Menjelang Senja di Pantai: Secangkir Kopi dan Pemandangan Indah
Menjelang sore, kami memutuskan untuk pindah tempat. Kami menuju pantai—tempat terbaik untuk menikmati senja. Angin laut berembus lembut, suara ombak mengalun, dan langit mulai berubah warna.
Kami memilih duduk di sebuah kafe kecil di tepi pantai. Meja-meja kayu tersusun rapi di atas pasir, dihiasi lampu gantung dan tanaman hias. Saya memesan secangkir kopi pahit, kali ini kopi ketiga saya hari itu.
Menyeruput kopi pahit sambil menikmati pemandangan laut menjelang senja memberikan ketenangan tersendiri. Saya duduk diam, memandangi matahari yang perlahan tenggelam di balik garis cakrawala. Suasana begitu hening, seolah alam ingin berbicara dalam diamnya.
Rasanya, semua beban pikiran ikut hanyut bersama debur ombak. Saat itu saya sadar, terkadang kebahagiaan tidak datang dari hal-hal besar, melainkan dari momen kecil yang kita syukuri.

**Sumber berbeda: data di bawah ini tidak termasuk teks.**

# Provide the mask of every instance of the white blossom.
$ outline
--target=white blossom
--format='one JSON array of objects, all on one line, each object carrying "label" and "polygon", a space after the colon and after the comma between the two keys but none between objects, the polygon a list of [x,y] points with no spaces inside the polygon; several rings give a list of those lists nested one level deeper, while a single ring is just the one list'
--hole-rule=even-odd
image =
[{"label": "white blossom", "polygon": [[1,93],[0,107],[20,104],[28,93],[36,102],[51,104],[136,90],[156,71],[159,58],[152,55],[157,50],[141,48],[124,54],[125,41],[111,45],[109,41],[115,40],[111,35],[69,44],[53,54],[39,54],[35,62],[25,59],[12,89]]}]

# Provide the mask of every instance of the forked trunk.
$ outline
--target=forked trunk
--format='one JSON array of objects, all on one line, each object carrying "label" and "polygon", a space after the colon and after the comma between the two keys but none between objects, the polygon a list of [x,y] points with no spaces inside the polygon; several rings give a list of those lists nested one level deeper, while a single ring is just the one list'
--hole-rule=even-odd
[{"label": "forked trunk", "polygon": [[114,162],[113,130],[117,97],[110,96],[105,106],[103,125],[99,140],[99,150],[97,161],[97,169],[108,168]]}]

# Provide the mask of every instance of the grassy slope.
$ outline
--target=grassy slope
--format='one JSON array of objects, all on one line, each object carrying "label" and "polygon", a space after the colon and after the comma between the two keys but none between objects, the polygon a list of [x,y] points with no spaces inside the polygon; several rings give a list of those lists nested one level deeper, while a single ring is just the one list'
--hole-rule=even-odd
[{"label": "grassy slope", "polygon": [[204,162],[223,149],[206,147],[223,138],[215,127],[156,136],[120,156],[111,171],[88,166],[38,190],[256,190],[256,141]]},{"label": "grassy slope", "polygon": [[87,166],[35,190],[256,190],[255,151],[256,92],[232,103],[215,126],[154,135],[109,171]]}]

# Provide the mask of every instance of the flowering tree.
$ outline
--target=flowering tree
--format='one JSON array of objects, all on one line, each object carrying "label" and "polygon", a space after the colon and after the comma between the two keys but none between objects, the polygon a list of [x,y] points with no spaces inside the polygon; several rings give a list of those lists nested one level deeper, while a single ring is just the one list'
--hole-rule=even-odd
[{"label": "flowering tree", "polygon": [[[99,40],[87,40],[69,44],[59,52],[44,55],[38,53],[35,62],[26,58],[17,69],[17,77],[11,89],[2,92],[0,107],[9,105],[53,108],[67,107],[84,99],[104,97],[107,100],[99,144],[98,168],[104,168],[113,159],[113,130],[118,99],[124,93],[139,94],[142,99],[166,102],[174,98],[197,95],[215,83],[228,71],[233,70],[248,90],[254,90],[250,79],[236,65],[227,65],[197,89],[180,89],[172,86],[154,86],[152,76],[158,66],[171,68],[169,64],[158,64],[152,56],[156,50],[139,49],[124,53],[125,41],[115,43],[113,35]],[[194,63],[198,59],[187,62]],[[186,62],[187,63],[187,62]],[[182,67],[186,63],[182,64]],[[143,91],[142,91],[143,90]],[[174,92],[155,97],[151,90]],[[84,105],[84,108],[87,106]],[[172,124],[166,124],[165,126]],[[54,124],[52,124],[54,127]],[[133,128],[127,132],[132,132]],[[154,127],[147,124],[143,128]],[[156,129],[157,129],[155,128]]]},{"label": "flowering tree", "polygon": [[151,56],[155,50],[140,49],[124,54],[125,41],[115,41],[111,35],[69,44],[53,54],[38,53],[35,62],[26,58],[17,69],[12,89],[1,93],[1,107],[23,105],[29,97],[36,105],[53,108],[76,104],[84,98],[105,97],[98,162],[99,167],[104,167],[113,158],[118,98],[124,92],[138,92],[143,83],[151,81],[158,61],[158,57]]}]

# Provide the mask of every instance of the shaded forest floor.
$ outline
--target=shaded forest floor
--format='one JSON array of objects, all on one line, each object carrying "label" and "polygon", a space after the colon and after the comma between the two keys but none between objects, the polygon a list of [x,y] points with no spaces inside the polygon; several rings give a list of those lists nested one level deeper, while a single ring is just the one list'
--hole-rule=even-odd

Penutup: Kesederhanaan yang Bermakna
Hari itu saya tidak melakukan perjalanan jauh, tidak pula mengejar pencapaian tertentu. Namun, saya merasa hari saya penuh. Dari rumah bersama kucing, tongkrongan bersama teman, hingga senja di pantai dengan secangkir kopi—semuanya memberikan makna yang mendalam.
Mungkin inilah cara hidup mengajarkan kita untuk berhenti sejenak. Bukan untuk menyerah, melainkan untuk menghargai. Dan hari itu, semuanya hadir dalam satu benang merah: kopi.